I grabbed the latest issue of my favorite interior design magazine when I remembered this one book I had been looking for -- Judy Blume's Are You There God? It's Me, Margaret." As a kid, it had been one of the very few boooks outside of the Sweet Valley Series that I loved. Sadly, over the years, I lost my copy and has been unable to find one since forever.
I rummaged through the piles and piles of second-hand books, searching for it, when I stumbled upon several books by Judy Blume placed one after the other. I felt almost sick with anticipation as I flipped through them. There was no "Are You There God..." but the next best one was there: Blubber.
I was so excited to see this book that I had gone through five chapters even before purchasing it. When I got home, I couldn't take my mind off reading it.
So now that I've told you the story, I'm going back to reading it. :)
...It's been so long since I last blogged.
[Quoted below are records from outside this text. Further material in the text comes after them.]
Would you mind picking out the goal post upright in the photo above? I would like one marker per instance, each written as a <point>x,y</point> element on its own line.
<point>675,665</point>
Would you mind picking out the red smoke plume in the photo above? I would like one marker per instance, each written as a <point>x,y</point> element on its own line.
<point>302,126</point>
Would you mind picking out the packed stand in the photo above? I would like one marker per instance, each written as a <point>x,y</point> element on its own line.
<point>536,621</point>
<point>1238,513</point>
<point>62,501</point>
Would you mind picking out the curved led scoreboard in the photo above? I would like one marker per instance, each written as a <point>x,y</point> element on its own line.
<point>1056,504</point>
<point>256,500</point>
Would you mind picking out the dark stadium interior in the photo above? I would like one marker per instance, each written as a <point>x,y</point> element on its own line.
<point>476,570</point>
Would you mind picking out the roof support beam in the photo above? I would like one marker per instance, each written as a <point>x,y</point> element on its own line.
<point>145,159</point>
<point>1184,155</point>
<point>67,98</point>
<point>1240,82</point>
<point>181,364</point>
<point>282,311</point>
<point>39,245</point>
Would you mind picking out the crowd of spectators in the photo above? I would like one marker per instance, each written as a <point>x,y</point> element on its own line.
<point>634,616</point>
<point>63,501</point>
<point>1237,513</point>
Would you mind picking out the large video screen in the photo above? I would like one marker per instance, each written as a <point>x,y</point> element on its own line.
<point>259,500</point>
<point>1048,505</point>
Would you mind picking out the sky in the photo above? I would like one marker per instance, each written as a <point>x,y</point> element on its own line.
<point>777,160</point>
My writing skills have become so rusty. Yuck.
Monday, January 5, 2004
Plus, I have been disregarding this blog yet again. Tsk tsk. Not good.
I have lots to talk about but no energy to type them in. I guess it would have to wait. Bed's calling me. It's first day of classes (yet again) tomorrow (or rather, later) after all.
This (pathetic) blog needs something exciting.